FO logic on cellular automata orbits equals MSO logic

TL;DR

This paper establishes an equivalence between FO logic on cellular automata orbits and MSO logic, leading to new undecidability results and concrete examples linking model checking problems to classical computational problems.

Contribution

It introduces an extension of CA to labeled graphs and proves FO logic on CA orbits is equivalent to MSO logic, enabling new undecidability results and examples.

Findings

FO logic on CA orbits is equivalent to MSO logic.

Undecidability of FO model checking for CA over certain groups.

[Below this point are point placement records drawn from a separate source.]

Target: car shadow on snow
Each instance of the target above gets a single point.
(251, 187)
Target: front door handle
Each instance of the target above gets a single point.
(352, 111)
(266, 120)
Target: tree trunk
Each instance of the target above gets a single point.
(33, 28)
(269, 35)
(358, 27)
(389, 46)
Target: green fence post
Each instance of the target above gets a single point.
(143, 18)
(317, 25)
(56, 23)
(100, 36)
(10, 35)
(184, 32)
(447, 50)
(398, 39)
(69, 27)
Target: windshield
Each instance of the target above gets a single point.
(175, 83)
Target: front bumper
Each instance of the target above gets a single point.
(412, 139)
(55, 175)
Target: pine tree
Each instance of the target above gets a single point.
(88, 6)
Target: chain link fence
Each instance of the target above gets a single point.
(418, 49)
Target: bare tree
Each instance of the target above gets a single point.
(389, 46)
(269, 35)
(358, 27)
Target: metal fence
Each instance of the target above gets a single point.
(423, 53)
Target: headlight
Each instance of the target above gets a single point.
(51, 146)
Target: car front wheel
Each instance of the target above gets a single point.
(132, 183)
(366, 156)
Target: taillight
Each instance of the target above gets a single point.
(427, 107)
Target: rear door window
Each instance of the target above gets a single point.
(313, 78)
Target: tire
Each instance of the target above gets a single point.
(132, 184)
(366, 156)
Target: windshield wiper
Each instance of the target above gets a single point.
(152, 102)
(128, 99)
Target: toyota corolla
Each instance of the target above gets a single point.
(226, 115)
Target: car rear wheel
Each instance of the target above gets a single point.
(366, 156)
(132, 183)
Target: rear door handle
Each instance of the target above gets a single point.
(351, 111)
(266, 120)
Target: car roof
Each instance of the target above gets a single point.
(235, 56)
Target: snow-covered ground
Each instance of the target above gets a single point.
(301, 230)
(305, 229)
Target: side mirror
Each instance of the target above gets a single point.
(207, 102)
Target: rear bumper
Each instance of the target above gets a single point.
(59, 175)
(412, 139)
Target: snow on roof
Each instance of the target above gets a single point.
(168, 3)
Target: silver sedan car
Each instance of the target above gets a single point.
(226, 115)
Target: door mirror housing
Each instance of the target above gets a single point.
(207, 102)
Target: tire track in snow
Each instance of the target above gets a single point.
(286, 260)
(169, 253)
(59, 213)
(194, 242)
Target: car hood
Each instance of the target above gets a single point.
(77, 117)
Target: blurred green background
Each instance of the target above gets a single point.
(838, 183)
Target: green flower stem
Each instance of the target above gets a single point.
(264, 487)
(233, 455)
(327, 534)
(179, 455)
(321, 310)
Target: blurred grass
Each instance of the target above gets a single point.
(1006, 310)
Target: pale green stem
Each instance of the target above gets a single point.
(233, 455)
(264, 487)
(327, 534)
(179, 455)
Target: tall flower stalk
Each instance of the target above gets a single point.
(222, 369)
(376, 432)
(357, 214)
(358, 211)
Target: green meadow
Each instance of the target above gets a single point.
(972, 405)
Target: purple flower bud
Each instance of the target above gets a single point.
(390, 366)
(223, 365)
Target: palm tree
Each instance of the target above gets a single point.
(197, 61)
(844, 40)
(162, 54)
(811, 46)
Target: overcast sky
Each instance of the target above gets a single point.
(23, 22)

Model checking for CA can be as hard as the domino problem.

Abstract

We introduce an extension of classical cellular automata (CA) to arbitrary labeled graphs, and show that FO logic on CA orbits is equivalent to MSO logic. We deduce various results from that equivalence, including a characterization of finitely generated groups on which FO model checking for CA orbits is undecidable, and undecidability of satisfiability of a fixed FO property for CA over finite graphs. We also show concrete examples of FO formulas for CA orbits whose model checking problem is equivalent to the domino problem, or its seeded or recurring variants respectively, on any finitely generated group. For the recurring domino problem, we use an extension of the FO signature by a relation found in the well-known Garden of Eden theorem, but we also show a concrete FO formula without the extension and with one quantifier alternation whose model checking problem does not belong to the arithmetical hierarchy on group Z^2.